Emily Brontë died too young at the age of 30, but was best known for her only novel “Wuthering Lights.” I’ve never heard of this young writer, but seeing Emma Mackay (“Death on the Nile,” “Eiffel”) portray her really shows us her youthful and poignant nature. We see her in this role as a poet, an actress who can pose as her deceased mother in a mask game, and a lover, who falls for her French teacher and local curate William Weightman (Oliver Jackson-Cohen). The performances are real, but their romance was not. In real life, she was never a romantic, and they never fell in love. But this film likes to think they did.
It’s part-fictional and part-truthful in its story, written and directed by actress Frances O’Connor in her directorial debut. It’s refreshing that when an actor takes on this new position, he/she would usually know what they’re doing. O’Connor is no different, because she paints this drama with as much humanity as she can provide. Parts regarding certain punishment can be a little overwhelming for me, but not as much as what was presented in James Gray’s “Armageddon Time.” At least, these characters in “Emily” don’t say: “Stop crying.” I hate that.
Not only does Weightman become a key to the film’s story (remember: this is part fiction), but some of her family members try to bring out her best and worst qualities. At least one of them thinks they’re her best qualities, and the other thinks the opposite.
Her older sister Charlotte (Alexandra Dowling) calls her an embarrassment. That everyone in the village refers to her as “The Strange One.” She doesn’t have as much screen time as Emily does, but she does ask her what inspired her novel and her acting is very good. That’s what the movie opens and closes with.
Her brother (Fionn Whitehead) has a tattoo that says “Freedom in Thought,” which you can only shout, not say. Colossal difference. He actually inspires her to get it written on her arm. While he’s given the opportunity at the Royal Academy of Arts, there are times when people think he’s a bad influence on Emily. In fact, there’s a scene when his father Patrick (Adrian Dunbar) has to punish him for some foolish acts. And I’m glad he doesn’t do it violently.
Her relationship with Weightman starts off with arguments, middles with passion and sex, and ends with sadness and tragedy. Jackson-Cohen delivers in the role with how he looks and how he uses his words, and how he works well with Mackay.
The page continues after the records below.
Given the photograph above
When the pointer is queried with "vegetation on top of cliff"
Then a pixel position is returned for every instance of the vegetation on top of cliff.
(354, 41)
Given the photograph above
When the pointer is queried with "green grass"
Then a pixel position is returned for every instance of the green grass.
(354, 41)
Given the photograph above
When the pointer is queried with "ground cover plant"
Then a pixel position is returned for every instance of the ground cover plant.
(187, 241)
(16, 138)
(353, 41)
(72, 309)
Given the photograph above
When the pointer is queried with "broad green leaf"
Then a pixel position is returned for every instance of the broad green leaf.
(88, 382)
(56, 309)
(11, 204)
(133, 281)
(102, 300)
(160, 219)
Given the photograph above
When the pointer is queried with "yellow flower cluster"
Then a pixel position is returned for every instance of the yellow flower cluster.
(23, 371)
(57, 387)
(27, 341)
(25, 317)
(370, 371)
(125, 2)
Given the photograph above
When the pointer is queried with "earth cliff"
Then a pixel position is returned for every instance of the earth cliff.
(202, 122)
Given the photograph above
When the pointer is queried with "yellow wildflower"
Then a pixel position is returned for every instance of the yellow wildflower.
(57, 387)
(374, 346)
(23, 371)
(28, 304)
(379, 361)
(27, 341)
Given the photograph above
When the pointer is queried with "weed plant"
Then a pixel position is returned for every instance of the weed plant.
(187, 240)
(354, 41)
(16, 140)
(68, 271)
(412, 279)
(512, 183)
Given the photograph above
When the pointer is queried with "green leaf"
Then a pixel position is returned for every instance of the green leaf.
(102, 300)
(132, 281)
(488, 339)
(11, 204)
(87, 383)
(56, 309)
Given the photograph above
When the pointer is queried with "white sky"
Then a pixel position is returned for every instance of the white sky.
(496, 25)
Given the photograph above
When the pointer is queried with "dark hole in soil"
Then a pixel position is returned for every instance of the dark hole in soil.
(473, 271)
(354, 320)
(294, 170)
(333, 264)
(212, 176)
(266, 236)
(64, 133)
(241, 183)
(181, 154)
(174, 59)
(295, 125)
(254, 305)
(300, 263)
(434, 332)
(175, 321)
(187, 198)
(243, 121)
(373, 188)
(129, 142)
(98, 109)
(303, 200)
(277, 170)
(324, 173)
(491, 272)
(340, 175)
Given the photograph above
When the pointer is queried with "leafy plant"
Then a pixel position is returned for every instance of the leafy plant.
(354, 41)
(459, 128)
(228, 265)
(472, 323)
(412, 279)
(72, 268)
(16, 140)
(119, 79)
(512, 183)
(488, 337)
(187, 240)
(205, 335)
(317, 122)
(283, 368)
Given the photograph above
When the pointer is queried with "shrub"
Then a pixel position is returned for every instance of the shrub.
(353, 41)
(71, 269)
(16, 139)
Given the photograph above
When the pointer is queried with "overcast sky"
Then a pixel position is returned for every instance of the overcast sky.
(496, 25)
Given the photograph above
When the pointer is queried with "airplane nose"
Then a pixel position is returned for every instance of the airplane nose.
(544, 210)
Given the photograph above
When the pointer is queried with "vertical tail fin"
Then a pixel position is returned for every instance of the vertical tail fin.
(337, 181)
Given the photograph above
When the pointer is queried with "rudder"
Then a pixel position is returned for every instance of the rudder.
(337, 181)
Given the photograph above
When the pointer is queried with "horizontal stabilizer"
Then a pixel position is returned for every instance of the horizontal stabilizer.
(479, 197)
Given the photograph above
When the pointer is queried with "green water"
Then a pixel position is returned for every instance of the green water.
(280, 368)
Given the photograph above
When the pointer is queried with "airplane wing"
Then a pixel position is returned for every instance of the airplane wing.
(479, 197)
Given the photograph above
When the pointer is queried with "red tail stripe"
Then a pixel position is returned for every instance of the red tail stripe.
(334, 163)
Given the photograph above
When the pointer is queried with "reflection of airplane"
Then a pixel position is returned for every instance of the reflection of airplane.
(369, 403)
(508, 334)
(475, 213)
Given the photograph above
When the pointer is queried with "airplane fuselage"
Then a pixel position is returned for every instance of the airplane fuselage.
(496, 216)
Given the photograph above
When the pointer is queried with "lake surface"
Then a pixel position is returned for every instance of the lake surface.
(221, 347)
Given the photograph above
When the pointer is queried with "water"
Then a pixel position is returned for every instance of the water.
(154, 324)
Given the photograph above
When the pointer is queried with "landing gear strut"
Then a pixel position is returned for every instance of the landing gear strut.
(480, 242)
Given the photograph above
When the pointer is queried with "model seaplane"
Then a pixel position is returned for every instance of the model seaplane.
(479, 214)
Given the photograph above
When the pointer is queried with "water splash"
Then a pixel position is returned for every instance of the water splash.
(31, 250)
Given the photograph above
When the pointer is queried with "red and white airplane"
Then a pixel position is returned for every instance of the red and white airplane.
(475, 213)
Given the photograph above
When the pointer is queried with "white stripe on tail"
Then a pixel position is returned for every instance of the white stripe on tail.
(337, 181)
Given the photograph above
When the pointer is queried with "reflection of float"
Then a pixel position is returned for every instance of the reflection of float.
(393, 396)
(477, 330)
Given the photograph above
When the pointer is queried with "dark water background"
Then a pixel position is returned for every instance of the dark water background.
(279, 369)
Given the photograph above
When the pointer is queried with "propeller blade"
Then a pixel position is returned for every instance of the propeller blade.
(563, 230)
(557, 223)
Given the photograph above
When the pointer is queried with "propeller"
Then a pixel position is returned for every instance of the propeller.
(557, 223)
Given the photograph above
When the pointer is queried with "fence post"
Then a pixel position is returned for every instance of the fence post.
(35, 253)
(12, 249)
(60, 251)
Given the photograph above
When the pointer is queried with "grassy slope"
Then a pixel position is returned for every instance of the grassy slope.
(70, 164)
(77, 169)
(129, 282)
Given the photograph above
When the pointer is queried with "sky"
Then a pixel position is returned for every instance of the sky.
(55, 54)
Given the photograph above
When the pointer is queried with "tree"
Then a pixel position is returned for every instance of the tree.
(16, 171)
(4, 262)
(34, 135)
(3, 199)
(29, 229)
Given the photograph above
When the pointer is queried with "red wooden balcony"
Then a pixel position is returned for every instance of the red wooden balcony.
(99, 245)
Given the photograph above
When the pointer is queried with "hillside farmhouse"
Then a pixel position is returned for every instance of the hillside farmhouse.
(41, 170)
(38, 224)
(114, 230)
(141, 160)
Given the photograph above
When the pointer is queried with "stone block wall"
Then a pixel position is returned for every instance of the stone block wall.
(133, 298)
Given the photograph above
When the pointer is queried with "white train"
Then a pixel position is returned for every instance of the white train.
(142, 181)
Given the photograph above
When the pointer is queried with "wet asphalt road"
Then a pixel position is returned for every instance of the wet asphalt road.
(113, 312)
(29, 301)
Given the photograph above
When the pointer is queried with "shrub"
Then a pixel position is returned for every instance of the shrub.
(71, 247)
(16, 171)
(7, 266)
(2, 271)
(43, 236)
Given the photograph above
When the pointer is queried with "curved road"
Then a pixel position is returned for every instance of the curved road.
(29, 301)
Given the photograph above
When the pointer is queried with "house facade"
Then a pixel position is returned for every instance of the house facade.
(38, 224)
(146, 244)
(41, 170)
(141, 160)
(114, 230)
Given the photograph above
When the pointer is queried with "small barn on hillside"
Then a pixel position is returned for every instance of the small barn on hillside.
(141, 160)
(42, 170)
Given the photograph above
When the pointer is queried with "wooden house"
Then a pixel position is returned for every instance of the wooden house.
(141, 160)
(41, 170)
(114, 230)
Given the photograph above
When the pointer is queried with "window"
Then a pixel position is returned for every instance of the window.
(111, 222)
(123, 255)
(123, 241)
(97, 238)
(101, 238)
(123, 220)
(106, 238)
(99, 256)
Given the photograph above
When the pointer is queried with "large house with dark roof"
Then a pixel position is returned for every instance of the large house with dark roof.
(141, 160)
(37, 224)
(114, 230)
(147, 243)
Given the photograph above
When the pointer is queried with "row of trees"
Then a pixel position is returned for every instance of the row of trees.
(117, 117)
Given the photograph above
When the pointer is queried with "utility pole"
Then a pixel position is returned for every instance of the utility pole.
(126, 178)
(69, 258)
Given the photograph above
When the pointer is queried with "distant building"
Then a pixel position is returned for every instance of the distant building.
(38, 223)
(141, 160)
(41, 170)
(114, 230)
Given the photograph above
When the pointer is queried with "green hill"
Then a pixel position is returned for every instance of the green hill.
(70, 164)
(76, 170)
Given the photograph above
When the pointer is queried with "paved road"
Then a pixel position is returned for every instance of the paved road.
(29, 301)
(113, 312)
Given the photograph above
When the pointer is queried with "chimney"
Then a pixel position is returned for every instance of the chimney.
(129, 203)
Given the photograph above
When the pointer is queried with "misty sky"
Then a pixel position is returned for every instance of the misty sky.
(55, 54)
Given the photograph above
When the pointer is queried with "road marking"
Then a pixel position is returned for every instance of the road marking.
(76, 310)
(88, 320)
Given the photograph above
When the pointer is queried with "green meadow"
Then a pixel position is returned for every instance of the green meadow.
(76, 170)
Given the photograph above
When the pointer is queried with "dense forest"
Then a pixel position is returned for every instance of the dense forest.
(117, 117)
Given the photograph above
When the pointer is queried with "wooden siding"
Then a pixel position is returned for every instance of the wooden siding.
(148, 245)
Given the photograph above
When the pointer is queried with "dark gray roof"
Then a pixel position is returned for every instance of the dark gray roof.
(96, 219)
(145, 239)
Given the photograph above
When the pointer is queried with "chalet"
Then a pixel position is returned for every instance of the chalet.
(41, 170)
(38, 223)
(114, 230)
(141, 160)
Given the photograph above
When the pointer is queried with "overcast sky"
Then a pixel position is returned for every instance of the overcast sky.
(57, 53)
I apologize for never knowing about Emily Brontë, but I still appreciate this movie for introducing me to her. I know it sounds wrong that I’ve learned about an author and poet through movie, but maybe it doesn’t have to sound wrong. And now that I look at it, it’s a shame she died so young without experiencing the concept of true love. But at least, she didn’t die as a nobody. She died as a writer.
You’ve seen her act in “Mansfield Park,” “Bedazzled,” “A.I. Artificial Intelligence,” and “The Conjuring 2,” among others.” And now, you get to acknowledge that O’Connor is also entertaining behind the camera. And also guides Mckay in the ways that maybe she and Bronte share the same souls. As stated in “Wuthering Lights,” “Time brought resignation, and a melancholy sweeter than common joy.” That pretty much sums up the film.